POSIX IO vs mmap

105 ΠΏΡ€Π΅Π³Π»Π΅Π΄Π°
ΠŸΡ€Π΅Ρ’ΠΈ Π½Π° ΠΏΡ€Π²Ρƒ Π½Π΅ΠΏΡ€ΠΎΡ‡ΠΈΡ‚Π°Π½Ρƒ ΠΏΠΎΡ€ΡƒΠΊΡƒ

Maximilian BΓΆther

Π½Π΅ΠΏΡ€ΠΎΡ‡ΠΈΡ‚Π°Π½ΠΎ,
5. 1. 2021. 14:47:125.1.21.
– pmem
Hello,

we are working on a project where we compare PMem to traditional (NVMe) SSDs. Until now, we've used POSIX IO primitives (fwrite, fopen, ...) and fsdax on PMem (ext4) to write data to PMem as well as NVMe.
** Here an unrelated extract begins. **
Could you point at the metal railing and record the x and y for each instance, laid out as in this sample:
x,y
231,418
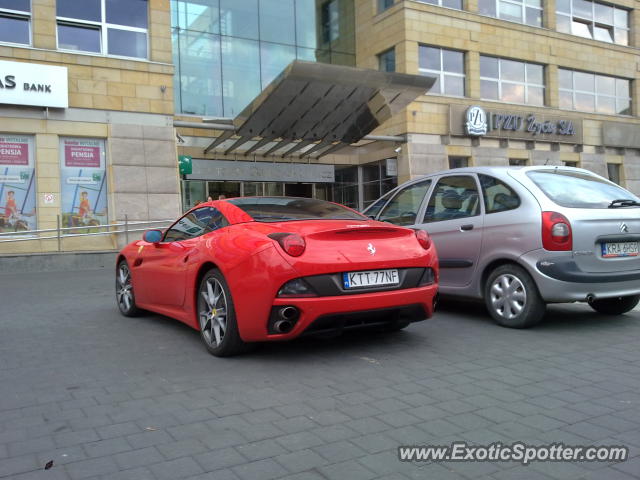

Our question is whether someone has experience with IO on fsdax. Would it be preferred to use mmap, compared to POSIX IO? We think we saw a paper some time ago that mentioned that POSIX IO is not to be used with PMem, but we could not find that paper again. Is there anyone with practical experience on how to write as performant as possible to fsdax files?

Thank you very much.

Best regards,
Maximilian

Andy Rudoff

Π½Π΅ΠΏΡ€ΠΎΡ‡ΠΈΡ‚Π°Π½ΠΎ,
5. 1. 2021. 15:00:035.1.21.
– pmem
Hi Maximilian,

The pattern of your workload makes all the difference here.Β  DAX means you don't use the page cache, much like opening a file O_DIRECT.Β  The page cache is there for a reason, so if you really have a workload that runs better without the page cache, then DAX makes sense, but I've seen some people turn off the page cache, causing them to never find their data in DRAM, and then wonder why the performance didn't improve.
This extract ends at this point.